Wolfsburg will restart with one shift of 8,000 production line workersinstead of the usual 20,000. Hours will initially be reduced for some employees, with shift changes arranged so that workers arriving don’t meet those that are leaving. Workers will be expected to check their own temperature and change into their uniforms at home each morning, rather than on site. They will be asked to use elbows to open doors and walk in single file once inside, following markers on the floor to keep space between people.
Social distancing will be enforced during team meetings and over lunch breaks, with reduced seating in common areas and conference rooms converted into office spaces. Canteens will remain closed and workers asked to bring their own lunch. Water dispensers have been temporarily removed to reduce the likelihood of infection and air conditioners set to circulate as much fresh air as possible.
Tools will be disinfected after every shift and workers will no longer pass them to one another by hand, instead setting materials down in containers so that others can pick them up at a safe distance. Several hundred additional hand washing facilities are being installed throughout the plant.

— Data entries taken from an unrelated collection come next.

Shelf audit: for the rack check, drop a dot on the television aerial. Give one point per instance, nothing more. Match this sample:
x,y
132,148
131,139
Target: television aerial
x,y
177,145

Vehicles will be spaced further apart on the factory floor and workers will complete tasks on the same car separately where possible. Masks will be worn where it is not possible to keep 1.5 meters (5 feet) apart.
Another huge challenge for Volkswagen and other manufacturers will be ensuring that the armies of suppliers entering their factories do not increase the risk of infection. Volkswagen, which also owns the Audi, Porsche and Seat brands, said it has shared its 100-point safety plan with more than 40,000 suppliers and logistics partners throughout the world.